Le pauvre homme fondit en larmes et donna des preuves non équivoques du plus grand chagrin.

L’Élan-Noir fut obligé de le consoler.

— Voyons, du courage, mon brave monsieur, lui dit-il en se radoucissant, que diable ! peut-être tout n’est-il pas perdu !

— Oh ! si j’étais cause d’un si grand malheur, je n’y survivrais pas !

— Enfin, ce qui est fait est fait ! il faut en prendre notre parti, dit philosophiquement le trappeur, je vais aviser à leur venir en aide. Grâce à Dieu ! je ne suis pas aussi seul qu’on pourrait le croire, j’espère d’ici à quelques heures, avoir réuni une trentaine des meilleurs rifles de la prairie.

— Vous les sauverez, n’est-ce pas ?

— Du moins je ferai tout ce qu’il faudra pour cela, et s’il plaît à Dieu je réussirai !

— Le ciel vous entende !

— Amen ! dit le chasseur en se signant dévotement, maintenant, écoutez-moi, vous allez retourner au camp.

— De suite !

— Mais plus de cueillement de fleurs ni d’arrachement d’herbes, n’est-ce pas ?

— Oh ! je vous le jure ! maudite soit l’heure à laquelle je me suis mis à herboriser ! s’écria le savant avec un désespoir comique.

— Très bien, c’est convenu, vous rassurerez la jeune dame ainsi que son oncle, vous leur recommanderez de faire bonne garde et en cas d’attaque une vigoureuse résistance, et vous leur direz que bientôt ils verront des amis venir à leur secours !

— Je le leur dirai.

— Alors à cheval et au galop jusqu’au camp.

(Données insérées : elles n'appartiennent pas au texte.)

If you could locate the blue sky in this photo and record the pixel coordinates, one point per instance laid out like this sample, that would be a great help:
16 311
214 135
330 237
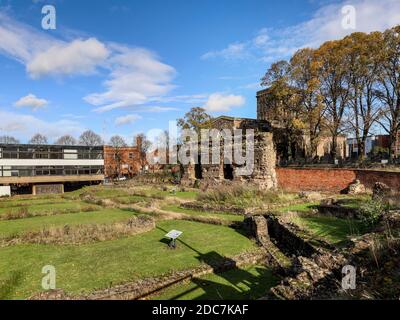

— Soyez tranquille, mais vous, qu’allez-vous faire ?

— Ne vous occupez pas de moi, je ne resterai pas inactif, tâchez seulement de rejoindre vos amis le plus tôt possible.

— Avant une heure je serai près d’eux !

— Bon courage et bonne chance ! surtout ne désespérez pas !

L’Élan-Noir lâcha la bride du cheval qu’il avait saisie et le savant partit à fond de train, allure peu habituelle au bonhomme qui avait une peine infinie à conserver l’équilibre.

Le trappeur le regarda un instant s’éloigner, puis il tourna sur lui-même et s’enfonça à grands pas dans la forêt.

Il marchait depuis dix minutes à peine, lorsqu’il se trouva face à face avec nô Eusébio qui avait en travers de sa selle, la mère du Cœur-Loyal évanouie.

Cette rencontre était pour le trappeur une bonne fortune, dont il profita pour demander au vieil Espagnol des renseignements positifs sur le chasseur, renseignements que le vieillard se hâta de lui donner.

Puis, les deux hommes se rendirent à la hutte du trappeur dont ils étaient peu éloignés et dans laquelle ils voulaient placer provisoirement la mère de leur ami.